Review for NeurIPS paper: Efficient Learning of Generative Models via Finite-Difference Score Matching

NeurIPS 2020

Efficient Learning of Generative Models via Finite-Difference Score Matching

Review 1

Summary and Contributions: This paper first details the computational costs of higher-order derivatives in neural networks through the lens of score matching (both denoising and sliced variants), whose objectives rely on higher-order expressions. The paper then develops finite difference theory to express approximations to these higher-order derivatives solely in terms of direct function evaluations, developing novel alternatives to both sliced and denoising score matching. Finally, the paper empirically validates the improved time and memory footprint of the proposed finite difference method on a variety of tasks.

Strengths: In terms of presentation, there is a clear narrative running throughout. This begins with outlining both denoising and sliced score matching, as well as the computational costs of evaluating the corresponding objectives. The paper then proceeds to address the shortcomings of the higher-order derivative expense for these score matching approaches. I don't have the numerical analyisis background to be sure, but Theorem 1 seems to introduce quite general machinery, for which only a very special case (149: K = alpha = beta = 1) is actually used. I appreciate the efficiency testing of the FD methods in Figure 3, the clear explanation of how the FD methods apply to score matching in Section 4, as well as the care taken to ensure consistency under stochastic optimization in Section 5. Finally, it's nice to see empirical evaluation across a range of tasks.

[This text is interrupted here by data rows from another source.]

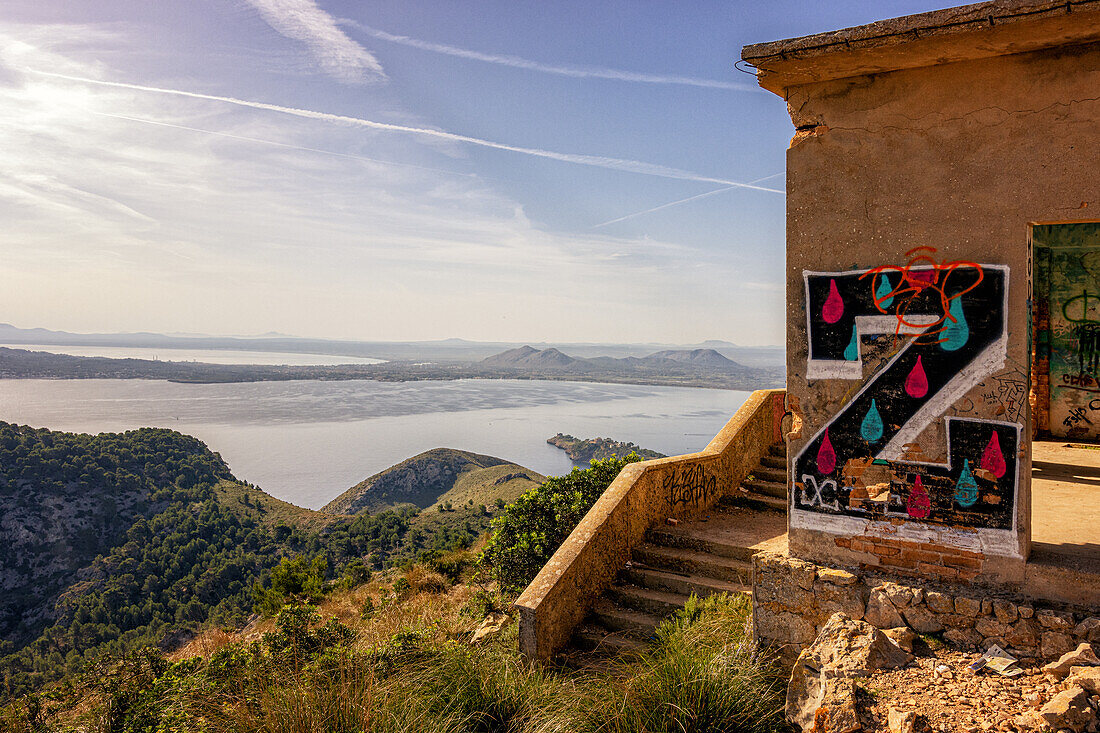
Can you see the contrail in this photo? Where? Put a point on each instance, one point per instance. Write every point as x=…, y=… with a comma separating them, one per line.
x=683, y=200
x=596, y=161
x=304, y=21
x=274, y=142
x=575, y=72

Weaknesses: My main issues concern the empirical evaluation. First, the experiments possibly seem a bit rushed, maybe because there is so much ground covered. It might generally be advisable to move some of the appendix details to the full paper. A short description of the DKEF setup, as well as the latent variable model setup, would be helpful, rather than referring the reader to either the appendix or previous work. Additionally, I'm not entirely sure of the purpose of the flow-based experiments in 6.2. Table 3 shows SM methods doing better on the SM loss, MLE doing better on NLL, and the FD-SSM and MLE times are the same, so what's the takeaway? Why would you want to fit a flow-based model using score matching where you have exact likelihood evaluation?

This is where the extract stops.